Was sollen Jazzer mit den Songs von Michael Jackson anfangen? Sie in Funk-Jazz überführen? Oder in die Fusion-Pfade lenken? Sie kraftvoll rocken lassen? Der Trompeter Joo Kraus, einst im Duo "Tab Two" ein Liebhaber von funky Linien und knackigen Rhythmen, entschied sich für die weiche Welle. Im Team mit dem Trio Tales in Tones, bestehend aus dem ausgebufften Arrangeur und Pianisten Ralf Schmid, dem Bassisten Veit Hübner und dem Schlagzeuger Torsten Krill, verwandelt er elf Jackson-Klassiker in heiteren Jazz mit Lounge-Elementen. Da wird "Beat It" zur feinsinnigen Bluesballade, in dem Michael Koschorreck die Band um stählern vibrierende Bottleneck-Gitarrensounds bereichert. "Thriller" kommt etwas erdiger daher, und "I Can’t Help It" und "Blame It on the Boogie" gewinnen Shuffle-Qualitäten. Gerade dadurch, dass Jackos Melodien in der völlig anderen Stilistik mindestens so schön wie in den Originalversionen wirken, fällt auf, wie großartig sie eigentlich sind.
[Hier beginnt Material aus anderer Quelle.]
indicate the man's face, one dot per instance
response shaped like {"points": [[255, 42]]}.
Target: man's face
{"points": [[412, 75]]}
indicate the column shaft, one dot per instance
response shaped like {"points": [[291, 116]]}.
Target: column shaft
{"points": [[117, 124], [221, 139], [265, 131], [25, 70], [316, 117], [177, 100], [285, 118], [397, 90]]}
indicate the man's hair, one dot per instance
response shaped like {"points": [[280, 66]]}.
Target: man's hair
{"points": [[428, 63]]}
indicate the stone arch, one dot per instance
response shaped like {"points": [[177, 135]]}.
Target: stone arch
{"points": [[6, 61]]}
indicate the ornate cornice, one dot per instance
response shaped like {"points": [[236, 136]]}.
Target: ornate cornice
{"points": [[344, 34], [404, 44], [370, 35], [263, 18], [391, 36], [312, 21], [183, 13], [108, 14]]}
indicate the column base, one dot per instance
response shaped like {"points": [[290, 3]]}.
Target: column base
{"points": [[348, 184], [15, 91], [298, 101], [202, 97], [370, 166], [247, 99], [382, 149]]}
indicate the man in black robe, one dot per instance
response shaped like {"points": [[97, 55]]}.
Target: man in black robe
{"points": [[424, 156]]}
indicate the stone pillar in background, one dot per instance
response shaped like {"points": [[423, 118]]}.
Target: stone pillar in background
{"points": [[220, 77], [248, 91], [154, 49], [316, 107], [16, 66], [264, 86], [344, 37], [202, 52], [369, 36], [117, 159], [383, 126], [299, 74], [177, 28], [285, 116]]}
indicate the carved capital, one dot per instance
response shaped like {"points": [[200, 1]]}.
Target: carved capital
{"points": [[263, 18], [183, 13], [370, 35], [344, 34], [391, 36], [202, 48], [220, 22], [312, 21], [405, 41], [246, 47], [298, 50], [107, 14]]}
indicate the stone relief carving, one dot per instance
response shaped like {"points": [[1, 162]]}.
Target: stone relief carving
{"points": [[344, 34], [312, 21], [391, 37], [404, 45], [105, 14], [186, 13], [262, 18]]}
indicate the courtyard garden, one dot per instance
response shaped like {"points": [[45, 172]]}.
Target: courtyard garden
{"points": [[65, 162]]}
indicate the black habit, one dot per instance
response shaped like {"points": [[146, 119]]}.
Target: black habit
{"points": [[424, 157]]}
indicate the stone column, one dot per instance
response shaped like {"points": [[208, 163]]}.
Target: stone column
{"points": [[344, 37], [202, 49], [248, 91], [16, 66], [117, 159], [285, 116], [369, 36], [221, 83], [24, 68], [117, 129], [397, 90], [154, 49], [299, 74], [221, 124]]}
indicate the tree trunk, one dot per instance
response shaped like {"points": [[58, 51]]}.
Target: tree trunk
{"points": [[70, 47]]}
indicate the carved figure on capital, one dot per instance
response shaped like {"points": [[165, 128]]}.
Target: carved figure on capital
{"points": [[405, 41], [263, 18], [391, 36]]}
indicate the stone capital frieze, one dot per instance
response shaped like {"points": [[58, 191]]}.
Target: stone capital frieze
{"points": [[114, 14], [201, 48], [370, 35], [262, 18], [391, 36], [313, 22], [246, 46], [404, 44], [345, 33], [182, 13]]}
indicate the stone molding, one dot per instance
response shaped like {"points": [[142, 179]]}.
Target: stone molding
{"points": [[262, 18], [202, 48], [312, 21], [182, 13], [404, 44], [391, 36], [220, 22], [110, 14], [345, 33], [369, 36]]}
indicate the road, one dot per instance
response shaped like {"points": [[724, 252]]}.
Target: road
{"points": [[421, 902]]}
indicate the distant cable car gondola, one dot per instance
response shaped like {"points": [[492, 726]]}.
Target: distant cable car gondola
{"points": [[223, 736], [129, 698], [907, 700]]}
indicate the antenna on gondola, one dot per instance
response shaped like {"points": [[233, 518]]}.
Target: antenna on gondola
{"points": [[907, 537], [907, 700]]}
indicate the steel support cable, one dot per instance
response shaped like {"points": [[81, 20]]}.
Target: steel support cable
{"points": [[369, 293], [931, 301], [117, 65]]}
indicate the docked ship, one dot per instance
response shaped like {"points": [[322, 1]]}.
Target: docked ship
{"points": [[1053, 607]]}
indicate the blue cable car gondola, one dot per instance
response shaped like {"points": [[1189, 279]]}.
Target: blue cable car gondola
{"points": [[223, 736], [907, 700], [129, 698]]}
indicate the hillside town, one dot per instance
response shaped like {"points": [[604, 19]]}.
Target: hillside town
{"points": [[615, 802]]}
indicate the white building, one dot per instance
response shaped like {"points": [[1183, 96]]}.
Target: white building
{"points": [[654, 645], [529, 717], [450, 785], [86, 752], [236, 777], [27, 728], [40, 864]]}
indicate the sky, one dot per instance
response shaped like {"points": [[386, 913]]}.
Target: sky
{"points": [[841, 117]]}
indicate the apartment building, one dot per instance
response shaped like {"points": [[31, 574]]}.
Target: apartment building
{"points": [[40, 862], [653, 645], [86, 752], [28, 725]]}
Das hatte in den Neunzigern auch Miles Davis erkannt, indem er "Human Nature" in sein Konzertrepertoire aufnahm. In "Earth Song" und anderen Stücken ist von Kraus ebenfalls eine mit Dämpfer abgekühlte, zudem elektronisch verfremdete Trompete zu hören – aber eben nicht immer. So setzt er beispielsweise in "Billie Jean" neben kühlen Elektro-Trompetensounds auch den warmen Naturklang eines Flügelhorns ein. Indem die Band souverän aus Michael Jacksons Stücken eigene Fassungen ableitet und sich dabei oft weit von den Originalen entfernt, zeigt sie ihre Hochachtung vor ihnen. Die auch tontechnisch brillant aufgenommenen "Songs from Neverland" sind eine sensible Hommage an den King of Pop.